/timechat

TimeChat is a chatbot that is able to answer questions in natural language about the local time.

Primary LanguagePythonMIT LicenseMIT

TimeChat

TimeChat is a chatbot that is able to answer questions in natural language about the local time in a particular place and responds in natural language. It is built on top of ChatterBot and consists of three parts: location extraction and language determination; geocoding; response generation.

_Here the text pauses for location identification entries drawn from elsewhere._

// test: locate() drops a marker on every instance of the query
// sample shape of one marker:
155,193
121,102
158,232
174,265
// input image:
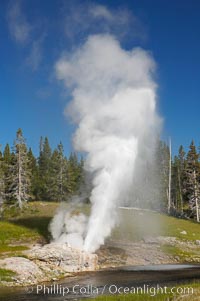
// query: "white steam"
114,106
68,227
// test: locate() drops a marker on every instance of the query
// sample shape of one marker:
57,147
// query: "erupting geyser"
114,105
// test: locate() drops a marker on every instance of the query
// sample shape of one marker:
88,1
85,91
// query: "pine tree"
74,174
58,175
32,166
192,181
2,185
162,164
44,165
20,174
7,159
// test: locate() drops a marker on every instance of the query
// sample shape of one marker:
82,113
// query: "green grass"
6,275
27,226
135,225
30,225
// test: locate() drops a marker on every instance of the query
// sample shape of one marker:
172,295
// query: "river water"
91,284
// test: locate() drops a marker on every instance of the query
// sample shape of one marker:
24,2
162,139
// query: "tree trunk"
196,196
170,177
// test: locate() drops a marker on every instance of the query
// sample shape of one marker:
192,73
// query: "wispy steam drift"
114,106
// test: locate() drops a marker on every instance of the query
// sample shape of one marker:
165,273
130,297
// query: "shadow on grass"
37,223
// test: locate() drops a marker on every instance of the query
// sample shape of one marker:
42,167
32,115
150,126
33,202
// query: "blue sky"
33,35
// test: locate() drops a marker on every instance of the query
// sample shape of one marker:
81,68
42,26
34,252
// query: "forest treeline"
54,177
179,179
50,177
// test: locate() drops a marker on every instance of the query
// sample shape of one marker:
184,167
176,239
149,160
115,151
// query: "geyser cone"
114,105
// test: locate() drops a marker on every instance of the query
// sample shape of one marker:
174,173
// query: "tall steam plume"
114,107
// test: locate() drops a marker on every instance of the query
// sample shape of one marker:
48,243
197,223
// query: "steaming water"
114,107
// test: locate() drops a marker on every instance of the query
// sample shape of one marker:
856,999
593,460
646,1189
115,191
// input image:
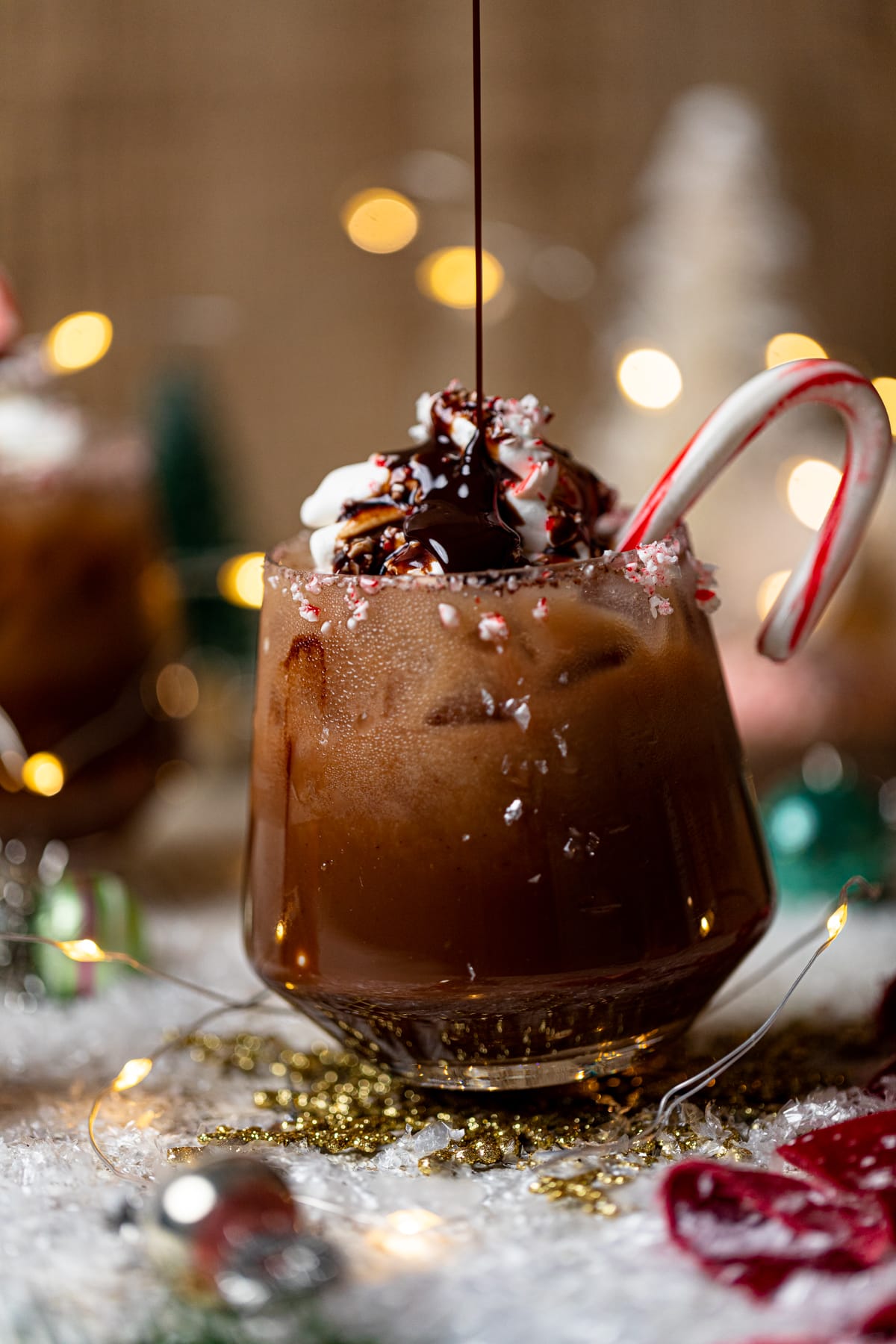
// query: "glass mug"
501,833
89,615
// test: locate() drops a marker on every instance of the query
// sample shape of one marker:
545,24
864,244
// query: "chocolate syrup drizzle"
449,504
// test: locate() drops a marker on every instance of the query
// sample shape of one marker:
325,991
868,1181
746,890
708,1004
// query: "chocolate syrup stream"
477,175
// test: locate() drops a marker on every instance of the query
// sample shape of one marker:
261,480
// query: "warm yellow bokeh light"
837,921
43,773
788,346
887,393
381,221
82,949
178,690
242,579
770,591
131,1074
77,342
810,491
649,378
449,277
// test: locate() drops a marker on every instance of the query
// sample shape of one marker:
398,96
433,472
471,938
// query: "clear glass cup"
496,862
89,613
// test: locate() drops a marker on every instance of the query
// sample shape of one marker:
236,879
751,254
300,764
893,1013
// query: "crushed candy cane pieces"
494,628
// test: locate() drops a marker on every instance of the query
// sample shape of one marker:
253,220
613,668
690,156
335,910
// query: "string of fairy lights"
136,1070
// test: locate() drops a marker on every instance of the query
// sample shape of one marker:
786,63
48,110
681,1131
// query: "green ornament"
822,828
96,906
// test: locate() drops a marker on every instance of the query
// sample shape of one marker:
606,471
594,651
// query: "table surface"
507,1266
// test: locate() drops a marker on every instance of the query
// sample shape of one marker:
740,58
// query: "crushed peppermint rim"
649,567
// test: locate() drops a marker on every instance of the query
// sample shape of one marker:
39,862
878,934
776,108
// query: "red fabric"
755,1229
857,1156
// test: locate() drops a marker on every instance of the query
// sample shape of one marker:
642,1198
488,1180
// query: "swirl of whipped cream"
359,515
38,435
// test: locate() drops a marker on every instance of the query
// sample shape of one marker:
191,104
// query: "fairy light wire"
856,890
682,1092
87,951
134,1071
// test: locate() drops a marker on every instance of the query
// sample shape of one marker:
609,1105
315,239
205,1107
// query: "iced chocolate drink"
500,828
87,617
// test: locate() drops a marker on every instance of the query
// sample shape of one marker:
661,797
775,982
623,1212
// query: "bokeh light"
77,342
449,277
788,346
43,773
810,491
887,393
242,581
770,591
381,221
178,690
649,378
131,1074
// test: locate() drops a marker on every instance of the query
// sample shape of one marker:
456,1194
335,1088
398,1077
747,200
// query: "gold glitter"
339,1102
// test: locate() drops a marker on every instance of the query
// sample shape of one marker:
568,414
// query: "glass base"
550,1071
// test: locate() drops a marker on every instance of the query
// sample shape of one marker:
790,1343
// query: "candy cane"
735,423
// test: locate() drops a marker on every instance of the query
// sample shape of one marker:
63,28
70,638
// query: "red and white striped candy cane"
735,423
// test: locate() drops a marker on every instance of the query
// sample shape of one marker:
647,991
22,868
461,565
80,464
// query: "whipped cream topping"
452,503
38,435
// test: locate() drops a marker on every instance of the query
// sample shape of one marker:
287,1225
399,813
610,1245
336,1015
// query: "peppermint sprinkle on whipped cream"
460,503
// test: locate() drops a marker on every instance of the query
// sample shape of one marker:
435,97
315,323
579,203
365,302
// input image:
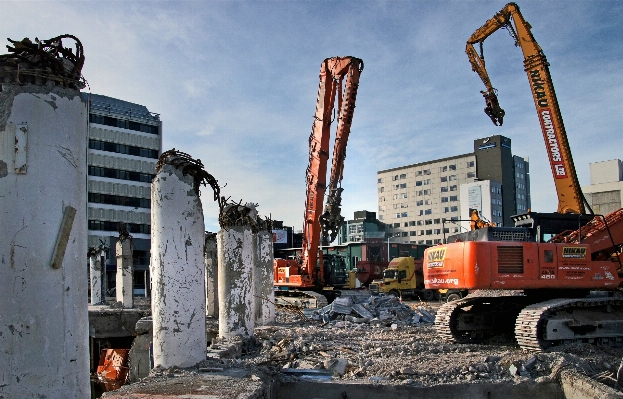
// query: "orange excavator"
546,290
313,270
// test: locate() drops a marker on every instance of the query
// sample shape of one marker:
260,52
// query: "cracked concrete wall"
235,282
263,273
211,262
44,321
125,272
177,270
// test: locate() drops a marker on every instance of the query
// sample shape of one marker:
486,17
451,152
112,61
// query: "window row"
124,124
105,225
122,149
120,174
119,200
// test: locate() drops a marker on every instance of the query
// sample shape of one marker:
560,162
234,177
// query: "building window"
122,149
119,200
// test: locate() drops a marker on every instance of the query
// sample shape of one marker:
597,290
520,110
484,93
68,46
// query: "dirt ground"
393,352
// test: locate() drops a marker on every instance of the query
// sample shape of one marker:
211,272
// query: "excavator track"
593,320
301,299
476,318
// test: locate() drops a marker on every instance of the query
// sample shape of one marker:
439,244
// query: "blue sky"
235,83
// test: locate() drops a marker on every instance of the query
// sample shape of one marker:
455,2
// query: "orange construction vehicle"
313,271
547,291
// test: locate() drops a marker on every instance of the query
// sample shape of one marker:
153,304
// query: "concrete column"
263,273
235,285
211,262
125,271
177,266
98,275
43,242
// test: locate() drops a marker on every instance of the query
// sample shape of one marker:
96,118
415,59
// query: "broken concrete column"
125,270
97,273
43,230
263,273
177,263
235,282
211,262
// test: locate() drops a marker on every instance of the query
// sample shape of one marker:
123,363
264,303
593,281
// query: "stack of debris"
384,309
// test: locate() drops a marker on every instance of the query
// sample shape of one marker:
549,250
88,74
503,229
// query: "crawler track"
602,326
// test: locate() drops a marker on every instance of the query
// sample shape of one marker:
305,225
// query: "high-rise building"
124,141
424,202
605,192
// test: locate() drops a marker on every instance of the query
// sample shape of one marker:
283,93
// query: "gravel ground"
399,353
389,352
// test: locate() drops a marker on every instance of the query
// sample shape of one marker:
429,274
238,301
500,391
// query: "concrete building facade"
124,143
606,189
422,203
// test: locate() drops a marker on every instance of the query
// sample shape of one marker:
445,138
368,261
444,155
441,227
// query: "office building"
124,143
606,189
423,203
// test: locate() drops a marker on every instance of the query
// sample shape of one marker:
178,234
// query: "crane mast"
333,73
570,198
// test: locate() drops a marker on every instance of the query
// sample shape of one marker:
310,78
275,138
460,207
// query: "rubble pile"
396,350
387,310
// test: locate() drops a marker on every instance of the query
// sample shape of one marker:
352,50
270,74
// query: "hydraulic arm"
570,198
334,72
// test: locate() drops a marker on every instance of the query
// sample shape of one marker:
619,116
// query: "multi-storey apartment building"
424,202
605,193
125,141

A Flask webserver is included as a wrapper around the bot.

Location extraction and language determination

Three methods are implemented: one built on basic NLP methods and two using the Google Natural Language API.

Inverse Document Frequency

In this method, the language is first determined by choosing the language with the highest sum of the Inverse Document Frequency of each word to the power y. y is set to 1/3 to let rarer words contribute to the score appropriately.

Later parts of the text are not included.